Oh, and don’t think you’re going to get out of this movie without seeing an item number from Jyothi Laxmi.
Which brings us to
C.I.D. Raju’s supernatural content. As all of the above described action takes place, we learn that the cowboy gang’s lair, while equipped with all the standard sliding doors and hidden chambers, is also infested with spooks, chief among them a fanged brute with Reggie Watts hair and one bulging eye. There is also a scene in which one of the gang confronts one of the girl captives, who reveals herself to be a witch with long, Wolverine-like talons (a side effect, perhaps, of Dr. Ramesh's serum?). Each of these sequences is followed by that old haunted house movie chestnut in which the only person to see the monster is later embarrassed when he/she brings a posse of disbelievers back to the spot of the sighting, only to find that the monster has moved on. Wah-wahhhh.
The film’s spookiness peaks when Lita—after being, by all appearances, successfully killed by the gang--returns as a vengeful ghost. This leads to a sequence in which a squadron of police officers watch in astonishment from an adjoining rooftop as Lita, singing a mournful tune, repeatedly explodes into a cloud of white phosphorous before reappearing. It is a truly dreamlike moment, one that speaks well of Doss’s skills as a filmmaker and visual stylist. It is also commendably free of panty shots.
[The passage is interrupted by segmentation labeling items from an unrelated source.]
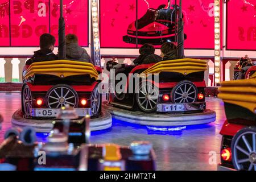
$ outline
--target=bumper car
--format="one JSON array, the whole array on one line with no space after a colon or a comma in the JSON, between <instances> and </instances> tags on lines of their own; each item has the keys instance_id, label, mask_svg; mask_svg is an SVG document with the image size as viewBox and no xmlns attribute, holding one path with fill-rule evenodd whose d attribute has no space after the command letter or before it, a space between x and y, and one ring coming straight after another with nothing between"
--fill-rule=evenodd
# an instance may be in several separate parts
<instances>
[{"instance_id":1,"label":"bumper car","mask_svg":"<svg viewBox=\"0 0 256 182\"><path fill-rule=\"evenodd\" d=\"M256 171L256 78L222 82L227 119L220 134L220 170Z\"/></svg>"},{"instance_id":2,"label":"bumper car","mask_svg":"<svg viewBox=\"0 0 256 182\"><path fill-rule=\"evenodd\" d=\"M98 92L100 67L90 63L57 60L34 63L23 72L22 110L32 119L55 118L69 105L79 117L97 117L101 112Z\"/></svg>"},{"instance_id":3,"label":"bumper car","mask_svg":"<svg viewBox=\"0 0 256 182\"><path fill-rule=\"evenodd\" d=\"M246 72L253 65L253 61L247 55L246 55L245 57L241 57L234 68L234 80L246 78Z\"/></svg>"},{"instance_id":4,"label":"bumper car","mask_svg":"<svg viewBox=\"0 0 256 182\"><path fill-rule=\"evenodd\" d=\"M200 113L205 109L206 60L188 58L137 66L122 65L118 69L113 68L117 63L110 61L107 64L110 71L109 104L157 114ZM118 73L125 74L127 78L125 88L119 92L115 90L120 84L119 79L115 79ZM139 81L134 83L134 78Z\"/></svg>"},{"instance_id":5,"label":"bumper car","mask_svg":"<svg viewBox=\"0 0 256 182\"><path fill-rule=\"evenodd\" d=\"M174 42L175 7L177 6L173 5L172 7L170 2L168 7L165 8L166 6L162 5L158 9L148 9L141 18L129 26L127 35L123 37L123 41L131 44L153 45L161 45L167 40ZM184 36L185 38L186 35Z\"/></svg>"},{"instance_id":6,"label":"bumper car","mask_svg":"<svg viewBox=\"0 0 256 182\"><path fill-rule=\"evenodd\" d=\"M61 108L68 105L77 113L76 121L91 118L91 131L108 129L111 114L101 110L98 76L101 69L93 64L59 60L34 63L23 71L22 109L13 115L13 126L31 126L49 133Z\"/></svg>"},{"instance_id":7,"label":"bumper car","mask_svg":"<svg viewBox=\"0 0 256 182\"><path fill-rule=\"evenodd\" d=\"M152 144L134 142L130 146L89 143L90 117L79 122L73 108L63 108L44 143L33 128L7 130L0 145L0 168L16 171L153 171Z\"/></svg>"},{"instance_id":8,"label":"bumper car","mask_svg":"<svg viewBox=\"0 0 256 182\"><path fill-rule=\"evenodd\" d=\"M246 79L256 78L256 65L250 67L245 75Z\"/></svg>"}]
</instances>

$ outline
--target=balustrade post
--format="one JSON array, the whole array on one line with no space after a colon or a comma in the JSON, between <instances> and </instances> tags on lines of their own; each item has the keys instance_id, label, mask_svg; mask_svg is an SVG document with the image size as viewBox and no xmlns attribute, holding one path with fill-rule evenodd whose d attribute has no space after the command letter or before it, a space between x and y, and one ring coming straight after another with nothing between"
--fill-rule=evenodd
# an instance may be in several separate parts
<instances>
[{"instance_id":1,"label":"balustrade post","mask_svg":"<svg viewBox=\"0 0 256 182\"><path fill-rule=\"evenodd\" d=\"M11 63L12 58L5 58L5 82L11 82L13 78L13 64Z\"/></svg>"}]
</instances>

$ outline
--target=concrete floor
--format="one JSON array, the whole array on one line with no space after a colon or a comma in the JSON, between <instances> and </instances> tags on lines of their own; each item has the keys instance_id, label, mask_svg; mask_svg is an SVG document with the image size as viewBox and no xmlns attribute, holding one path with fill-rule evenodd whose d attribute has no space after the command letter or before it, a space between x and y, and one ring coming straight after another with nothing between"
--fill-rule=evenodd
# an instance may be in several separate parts
<instances>
[{"instance_id":1,"label":"concrete floor","mask_svg":"<svg viewBox=\"0 0 256 182\"><path fill-rule=\"evenodd\" d=\"M20 107L20 97L18 93L0 93L0 113L5 119L0 131L0 141L11 126L13 113ZM156 153L158 170L216 170L221 142L219 132L225 115L223 103L218 98L207 98L207 107L216 112L214 123L163 133L114 120L111 129L92 132L90 140L93 143L120 145L129 145L134 140L150 141ZM209 152L216 155L210 158L212 155ZM213 162L209 163L209 160Z\"/></svg>"}]
</instances>

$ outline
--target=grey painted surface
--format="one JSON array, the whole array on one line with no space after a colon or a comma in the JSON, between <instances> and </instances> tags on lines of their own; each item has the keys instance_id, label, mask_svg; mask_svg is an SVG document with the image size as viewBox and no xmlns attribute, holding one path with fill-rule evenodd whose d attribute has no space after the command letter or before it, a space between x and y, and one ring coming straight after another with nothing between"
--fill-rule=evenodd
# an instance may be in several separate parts
<instances>
[{"instance_id":1,"label":"grey painted surface","mask_svg":"<svg viewBox=\"0 0 256 182\"><path fill-rule=\"evenodd\" d=\"M4 117L0 141L5 131L11 126L11 115L20 107L19 94L0 94L0 113ZM93 143L115 143L129 145L134 140L149 140L153 143L158 170L216 170L220 162L220 129L225 119L223 103L217 98L207 100L208 109L216 112L215 122L187 127L179 132L152 133L146 126L129 125L114 121L110 129L95 131L90 141ZM217 153L216 163L209 163L209 152Z\"/></svg>"}]
</instances>

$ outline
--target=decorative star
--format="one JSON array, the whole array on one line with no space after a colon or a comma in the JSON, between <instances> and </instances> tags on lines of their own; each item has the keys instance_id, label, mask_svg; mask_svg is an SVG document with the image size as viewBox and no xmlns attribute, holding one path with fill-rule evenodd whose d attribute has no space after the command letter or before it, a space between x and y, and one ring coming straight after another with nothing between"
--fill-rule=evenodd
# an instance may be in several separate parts
<instances>
[{"instance_id":1,"label":"decorative star","mask_svg":"<svg viewBox=\"0 0 256 182\"><path fill-rule=\"evenodd\" d=\"M243 12L247 11L247 6L245 5L243 5L243 7L242 7L241 9L242 9L242 10L243 10Z\"/></svg>"},{"instance_id":2,"label":"decorative star","mask_svg":"<svg viewBox=\"0 0 256 182\"><path fill-rule=\"evenodd\" d=\"M189 10L190 12L194 11L195 11L195 6L189 5L189 7L188 7L188 9Z\"/></svg>"},{"instance_id":3,"label":"decorative star","mask_svg":"<svg viewBox=\"0 0 256 182\"><path fill-rule=\"evenodd\" d=\"M67 10L66 10L66 13L67 13L67 14L71 14L71 11L71 11L71 10L70 10L70 9L67 9Z\"/></svg>"},{"instance_id":4,"label":"decorative star","mask_svg":"<svg viewBox=\"0 0 256 182\"><path fill-rule=\"evenodd\" d=\"M131 5L129 5L130 6L130 10L133 11L135 9L135 6L134 5L134 4Z\"/></svg>"}]
</instances>

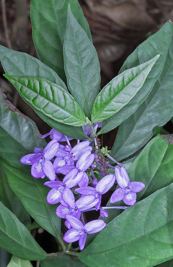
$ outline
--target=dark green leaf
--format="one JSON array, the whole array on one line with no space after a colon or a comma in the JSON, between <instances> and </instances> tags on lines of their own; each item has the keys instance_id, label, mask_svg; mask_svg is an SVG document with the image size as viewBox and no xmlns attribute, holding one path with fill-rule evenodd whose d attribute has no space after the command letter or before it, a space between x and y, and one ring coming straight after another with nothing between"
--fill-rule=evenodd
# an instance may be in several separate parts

It also speaks well of Doss’s skills as a filmmaker that
C.I.D. Raju is a very entertaining film, even when watched by someone who has no idea at all what is supposed to be going on it it. Those scant moments in which there is no chase, fistfight, hip swiveling item girl, or monster reliably contain some quirk of fashion or mid-century interior design that is equally compelling. Notable among these visual bonbons are the gang’s chain smoking, plaid skirt wearing gunmoll and the odd, ceramic baby statue that adorns the Magistrate’s coffee table. This is not to mention the grating comic relief turn by Raja Babu, whose every bit of shrill physical business is accompanied by weird sci-fi sound effects, because, well,
we are never to mention that, ever.
C.I.D. Raju ends, as is traditional, with an all-hands-on-deck dust-up involving every member of the cast that is filled with kung fu and gun violence. As much as you might decry its predictability, I think that, were the cast to instead join hands and sing us out to “Kumbaya”, we would find ourselves left with a profound emptiness. Such meatheaded spectacle is exactly what K.S.R. Doss was brought into this world to provide. In return, we can offer him only a drunken mind and a complete annihilation of disbelief.